Yuri Tironi constate également un retour aux fondamentaux, quelque peu oubliés ces dernières années, tels que la gestion des émotions, les thématiques liées à la sexualité ou encore le corps. Quant au métier, il faisait part des résultats de l’enquête « Animation socioculturelle enfance et jeunesse. Résultats de la première enquête nationale suisse » portée par la FHNW (Fachhochschule Nordwestschweiz Soziale Arbeit) pour le compte de l’AFAJ/DOJ (Association faîtière suisse pour l’animation socioculturelle enfance et jeunesse) que l’on peut trouver sur le site du GLAJ Vaud. Et l’orateur de noter que c’est l’un des seuls métiers du travail social qui a été professionnalisé par des hommes. D’ailleurs, il reste encore majoritairement masculin, tant dans le personnel employé que dans le public cible lui-même.

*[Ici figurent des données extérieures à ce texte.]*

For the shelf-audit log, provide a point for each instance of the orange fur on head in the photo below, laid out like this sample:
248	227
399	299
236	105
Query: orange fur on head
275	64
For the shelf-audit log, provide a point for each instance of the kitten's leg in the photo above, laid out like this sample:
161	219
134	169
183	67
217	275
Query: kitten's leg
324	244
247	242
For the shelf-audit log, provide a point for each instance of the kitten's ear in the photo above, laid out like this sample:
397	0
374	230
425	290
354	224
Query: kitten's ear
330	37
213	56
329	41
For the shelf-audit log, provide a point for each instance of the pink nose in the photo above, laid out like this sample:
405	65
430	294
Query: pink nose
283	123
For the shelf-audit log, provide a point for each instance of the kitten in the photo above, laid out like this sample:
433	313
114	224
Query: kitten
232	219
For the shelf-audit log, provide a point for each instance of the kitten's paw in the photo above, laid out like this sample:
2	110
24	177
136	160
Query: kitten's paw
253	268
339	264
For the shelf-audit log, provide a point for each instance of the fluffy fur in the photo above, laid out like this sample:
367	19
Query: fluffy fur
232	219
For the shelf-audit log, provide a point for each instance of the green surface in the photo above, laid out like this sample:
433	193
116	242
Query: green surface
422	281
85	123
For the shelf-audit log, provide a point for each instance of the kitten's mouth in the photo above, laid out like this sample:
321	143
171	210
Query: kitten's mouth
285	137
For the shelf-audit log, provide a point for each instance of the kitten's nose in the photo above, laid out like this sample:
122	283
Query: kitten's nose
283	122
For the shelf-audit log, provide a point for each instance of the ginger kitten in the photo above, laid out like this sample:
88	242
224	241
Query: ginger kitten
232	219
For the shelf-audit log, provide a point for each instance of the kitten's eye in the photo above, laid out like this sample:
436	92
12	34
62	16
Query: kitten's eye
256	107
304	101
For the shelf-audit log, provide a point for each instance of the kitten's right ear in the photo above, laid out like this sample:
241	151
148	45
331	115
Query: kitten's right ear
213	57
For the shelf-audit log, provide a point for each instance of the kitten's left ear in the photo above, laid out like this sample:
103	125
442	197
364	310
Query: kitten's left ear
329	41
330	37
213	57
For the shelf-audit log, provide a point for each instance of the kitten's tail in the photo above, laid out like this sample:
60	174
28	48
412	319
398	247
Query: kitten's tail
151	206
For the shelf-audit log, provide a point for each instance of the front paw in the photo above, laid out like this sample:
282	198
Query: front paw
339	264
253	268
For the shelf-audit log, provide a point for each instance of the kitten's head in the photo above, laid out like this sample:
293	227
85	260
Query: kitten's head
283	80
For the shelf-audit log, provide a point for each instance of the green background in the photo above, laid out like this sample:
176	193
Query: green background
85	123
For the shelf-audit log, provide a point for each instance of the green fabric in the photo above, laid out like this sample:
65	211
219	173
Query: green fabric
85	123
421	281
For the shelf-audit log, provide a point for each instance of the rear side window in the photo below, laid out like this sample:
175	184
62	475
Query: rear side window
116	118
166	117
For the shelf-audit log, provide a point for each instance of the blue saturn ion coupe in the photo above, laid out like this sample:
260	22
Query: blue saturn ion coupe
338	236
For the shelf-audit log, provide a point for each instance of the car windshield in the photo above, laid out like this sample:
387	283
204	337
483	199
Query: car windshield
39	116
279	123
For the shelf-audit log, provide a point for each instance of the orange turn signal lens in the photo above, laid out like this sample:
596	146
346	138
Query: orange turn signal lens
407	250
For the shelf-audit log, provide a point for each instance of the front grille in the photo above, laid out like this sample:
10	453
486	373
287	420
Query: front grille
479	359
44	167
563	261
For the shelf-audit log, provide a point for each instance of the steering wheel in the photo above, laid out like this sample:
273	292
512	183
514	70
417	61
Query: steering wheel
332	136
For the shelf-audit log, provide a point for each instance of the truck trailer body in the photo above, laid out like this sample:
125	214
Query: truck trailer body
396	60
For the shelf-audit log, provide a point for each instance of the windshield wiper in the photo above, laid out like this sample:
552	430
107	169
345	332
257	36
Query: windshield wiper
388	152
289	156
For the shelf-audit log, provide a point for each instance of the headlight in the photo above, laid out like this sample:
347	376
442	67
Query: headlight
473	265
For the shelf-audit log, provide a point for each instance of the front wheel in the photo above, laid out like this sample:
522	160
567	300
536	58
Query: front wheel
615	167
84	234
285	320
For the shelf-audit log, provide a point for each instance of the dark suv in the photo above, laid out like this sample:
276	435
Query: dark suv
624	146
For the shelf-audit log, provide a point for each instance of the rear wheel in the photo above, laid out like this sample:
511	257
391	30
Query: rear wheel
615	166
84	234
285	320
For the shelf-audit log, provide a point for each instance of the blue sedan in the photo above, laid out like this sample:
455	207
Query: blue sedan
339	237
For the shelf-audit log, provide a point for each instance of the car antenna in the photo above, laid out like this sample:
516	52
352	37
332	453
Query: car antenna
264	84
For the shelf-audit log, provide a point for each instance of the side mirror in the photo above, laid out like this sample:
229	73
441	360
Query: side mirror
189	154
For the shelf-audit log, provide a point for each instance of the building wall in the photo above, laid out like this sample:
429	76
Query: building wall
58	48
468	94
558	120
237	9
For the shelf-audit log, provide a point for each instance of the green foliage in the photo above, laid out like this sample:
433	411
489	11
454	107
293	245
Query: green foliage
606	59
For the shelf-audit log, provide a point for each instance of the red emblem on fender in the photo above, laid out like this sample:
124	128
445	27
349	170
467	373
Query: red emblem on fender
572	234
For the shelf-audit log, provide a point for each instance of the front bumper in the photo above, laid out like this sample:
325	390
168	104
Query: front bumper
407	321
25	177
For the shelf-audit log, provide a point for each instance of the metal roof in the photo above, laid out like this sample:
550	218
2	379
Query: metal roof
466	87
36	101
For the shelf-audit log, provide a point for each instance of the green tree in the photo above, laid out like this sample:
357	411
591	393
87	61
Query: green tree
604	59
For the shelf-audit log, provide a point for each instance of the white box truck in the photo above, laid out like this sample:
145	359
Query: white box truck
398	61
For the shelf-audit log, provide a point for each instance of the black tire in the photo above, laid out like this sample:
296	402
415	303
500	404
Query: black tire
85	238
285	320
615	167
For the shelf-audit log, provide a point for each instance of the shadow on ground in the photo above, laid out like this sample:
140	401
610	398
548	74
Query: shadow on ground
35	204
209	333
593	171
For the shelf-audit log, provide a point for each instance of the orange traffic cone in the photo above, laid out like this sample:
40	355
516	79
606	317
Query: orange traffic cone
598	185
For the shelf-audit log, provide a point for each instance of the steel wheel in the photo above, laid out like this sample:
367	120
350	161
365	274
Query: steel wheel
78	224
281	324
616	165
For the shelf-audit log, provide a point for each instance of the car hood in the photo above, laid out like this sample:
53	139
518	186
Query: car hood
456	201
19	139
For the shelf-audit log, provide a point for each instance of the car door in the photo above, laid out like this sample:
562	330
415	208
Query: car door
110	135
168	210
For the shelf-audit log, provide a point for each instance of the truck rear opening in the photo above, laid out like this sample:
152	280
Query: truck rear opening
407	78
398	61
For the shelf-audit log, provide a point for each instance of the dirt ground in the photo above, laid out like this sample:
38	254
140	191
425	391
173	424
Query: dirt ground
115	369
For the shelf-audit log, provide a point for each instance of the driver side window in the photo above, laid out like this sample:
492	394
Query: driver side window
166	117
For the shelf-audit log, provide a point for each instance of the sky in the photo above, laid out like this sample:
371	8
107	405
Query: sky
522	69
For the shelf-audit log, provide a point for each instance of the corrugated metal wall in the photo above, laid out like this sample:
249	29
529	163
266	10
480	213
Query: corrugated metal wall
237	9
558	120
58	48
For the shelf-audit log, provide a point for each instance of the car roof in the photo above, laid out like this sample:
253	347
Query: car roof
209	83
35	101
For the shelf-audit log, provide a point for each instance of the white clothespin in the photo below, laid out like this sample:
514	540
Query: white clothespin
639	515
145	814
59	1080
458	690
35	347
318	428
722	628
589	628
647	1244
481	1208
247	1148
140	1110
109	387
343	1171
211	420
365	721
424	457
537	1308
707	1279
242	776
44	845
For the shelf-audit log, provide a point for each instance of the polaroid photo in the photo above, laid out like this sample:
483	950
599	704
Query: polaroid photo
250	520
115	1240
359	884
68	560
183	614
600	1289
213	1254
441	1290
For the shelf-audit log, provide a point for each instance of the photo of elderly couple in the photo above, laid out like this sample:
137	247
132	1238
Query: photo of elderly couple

L’enquête relève qu’en Suisse, environ 2/3 des structures s’adressent aux jeunes et 25% s’adressent à toute la population.

Un des rares choix de plein gré

L’orateur insiste sur la notion de libre adhésion, car les centres, espaces de jeunesse ou maisons de quartier restent les seuls lieux du travail social où les usager∙ère∙s choisissent d’aller de leur plein gré.

Au regard de ce qui précède notons l’importance de la participation active des publics, plus particulièrement des jeunes, des citoyens et citoyennes qui, à travers les projets, les démarches participatives, leur investissement et leur implication, participent à ce que l’on appelle la vie en communauté, ou plus largement de la cohésion sociale.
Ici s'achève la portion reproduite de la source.